Finding longest consecutive joins in JavaScript

We are required to write a JavaScript function that takes in an array of pairs of numbers, arr, as the first and the only argument. In every pair, the first number is always smaller than the second number.
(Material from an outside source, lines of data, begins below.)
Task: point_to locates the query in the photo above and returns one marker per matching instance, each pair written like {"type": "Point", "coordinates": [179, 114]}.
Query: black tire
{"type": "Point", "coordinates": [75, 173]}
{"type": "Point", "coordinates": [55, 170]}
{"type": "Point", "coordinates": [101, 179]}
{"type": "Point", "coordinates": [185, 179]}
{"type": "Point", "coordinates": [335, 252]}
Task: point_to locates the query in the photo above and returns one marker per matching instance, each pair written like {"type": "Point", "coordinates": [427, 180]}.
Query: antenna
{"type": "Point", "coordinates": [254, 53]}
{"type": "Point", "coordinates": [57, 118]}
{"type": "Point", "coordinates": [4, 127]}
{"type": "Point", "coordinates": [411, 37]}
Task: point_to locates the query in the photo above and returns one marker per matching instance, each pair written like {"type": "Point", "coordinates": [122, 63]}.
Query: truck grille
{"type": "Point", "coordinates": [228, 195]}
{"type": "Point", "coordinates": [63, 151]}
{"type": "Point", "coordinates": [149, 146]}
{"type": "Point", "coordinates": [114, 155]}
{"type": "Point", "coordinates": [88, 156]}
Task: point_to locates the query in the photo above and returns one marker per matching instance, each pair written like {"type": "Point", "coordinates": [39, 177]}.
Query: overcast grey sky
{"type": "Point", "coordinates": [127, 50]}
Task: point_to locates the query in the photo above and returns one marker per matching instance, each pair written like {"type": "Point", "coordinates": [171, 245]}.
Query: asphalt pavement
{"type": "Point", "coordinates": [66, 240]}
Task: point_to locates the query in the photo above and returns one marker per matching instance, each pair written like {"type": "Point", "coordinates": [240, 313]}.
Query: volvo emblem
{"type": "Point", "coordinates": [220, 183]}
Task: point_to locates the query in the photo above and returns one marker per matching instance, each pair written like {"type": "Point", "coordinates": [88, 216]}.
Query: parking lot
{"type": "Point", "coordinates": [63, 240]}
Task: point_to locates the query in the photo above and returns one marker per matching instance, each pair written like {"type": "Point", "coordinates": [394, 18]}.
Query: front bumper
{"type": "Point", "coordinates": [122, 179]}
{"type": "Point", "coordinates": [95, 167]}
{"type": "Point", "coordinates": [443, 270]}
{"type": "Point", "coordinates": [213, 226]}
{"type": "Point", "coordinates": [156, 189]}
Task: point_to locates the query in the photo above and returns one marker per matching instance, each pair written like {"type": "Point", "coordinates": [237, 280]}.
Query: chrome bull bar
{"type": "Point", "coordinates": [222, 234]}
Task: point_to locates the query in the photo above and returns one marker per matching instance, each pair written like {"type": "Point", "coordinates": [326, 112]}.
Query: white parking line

Now, we define a pair (c, d) that can follow another pair (a, b) if and only if b < c. Chain of pairs can be formed in this fashion. Our function is supposed to find the length longest chain which can be formed.

Problem Example

For example, if the input to the function is:

const arr = [
   [1, 2], [2, 3], [3, 4]
];

Expected Output: 2

Explanation: The longest chain is [1,2] ? [3,4] because 2 < 3, so these pairs can be chained together.

Algorithm Approach

The key insight is to use a greedy approach:

• Sort pairs by their ending values (second element)
• Select pairs that don't overlap with the previously selected pair
• This ensures we get the maximum number of non-overlapping pairs

Solution

const arr = [
   [1, 2], [2, 3], [3, 4]
];

const findLongestChain = (arr = []) => {
   // Sort by ending values (second element of each pair)
   arr.sort(([, b], [, d]) => b - d);
   
   let currentEnd = arr[0][1];
   let count = 1;
   
   for (const [start, end] of arr) {
      if (start > currentEnd) {
         count += 1;
         currentEnd = end;
      }
   }
   
   return count;
}

console.log(findLongestChain(arr));

2

Step-by-Step Breakdown

Let's trace through the algorithm with a more complex example:

const arr2 = [[1, 2], [7, 8], [4, 5], [3, 4], [8, 9]];

const findLongestChain = (arr = []) => {
   console.log("Original array:", arr);
   
   // Sort by ending values
   arr.sort(([, b], [, d]) => b - d);
   console.log("Sorted by end values:", arr);
   
   let currentEnd = arr[0][1];
   let count = 1;
   let chain = [arr[0]];
   
   for (let i = 1; i < arr.length; i++) {
      const [start, end] = arr[i];
      if (start > currentEnd) {
         count += 1;
         currentEnd = end;
         chain.push([start, end]);
         console.log(`Added pair [${start}, ${end}], count: ${count}`);
      }
   }
   
   console.log("Final chain:", chain);
   return count;
}

console.log("Longest chain length:", findLongestChain(arr2));

Original array: [ [ 1, 2 ], [ 7, 8 ], [ 4, 5 ], [ 3, 4 ], [ 8, 9 ] ]
Sorted by end values: [ [ 1, 2 ], [ 3, 4 ], [ 4, 5 ], [ 7, 8 ], [ 8, 9 ] ]
Added pair [3, 4], count: 2
Added pair [7, 8], count: 3
Final chain: [ [ 1, 2 ], [ 3, 4 ], [ 7, 8 ] ]
Longest chain length: 3

How It Works

The algorithm uses a greedy strategy:

1. Sort by end values: This ensures we always consider pairs that finish earliest first
2. Select non-overlapping pairs: A pair [a, b] can be followed by [c, d] only if b < c
3. Maximize count: By choosing pairs that end earliest, we leave maximum room for future pairs

Alternative Example

const testCases = [
   [[1, 2], [2, 3], [3, 4]], // Expected: 2
   [[1, 2], [7, 8], [4, 5]], // Expected: 3
   [[1, 10], [2, 3], [4, 5]], // Expected: 2
];

const findLongestChain = (arr = []) => {
   if (arr.length === 0) return 0;
   
   arr.sort(([, b], [, d]) => b - d);
   let currentEnd = arr[0][1];
   let count = 1;
   
   for (let i = 1; i < arr.length; i++) {
      if (arr[i][0] > currentEnd) {
         count++;
         currentEnd = arr[i][1];
      }
   }
   
   return count;
}

testCases.forEach((test, index) => {
   console.log(`Test ${index + 1}: ${JSON.stringify(test)} ? ${findLongestChain(test)}`);
});

Test 1: [[1,2],[2,3],[3,4]] ? 2
Test 2: [[1,2],[7,8],[4,5]] ? 3
Test 3: [[1,10],[2,3],[4,5]] ? 2

Conclusion

The longest consecutive chain problem is solved efficiently using a greedy algorithm with O(n log n) time complexity. Sort pairs by their ending values and greedily select non-overlapping pairs to maximize the chain length.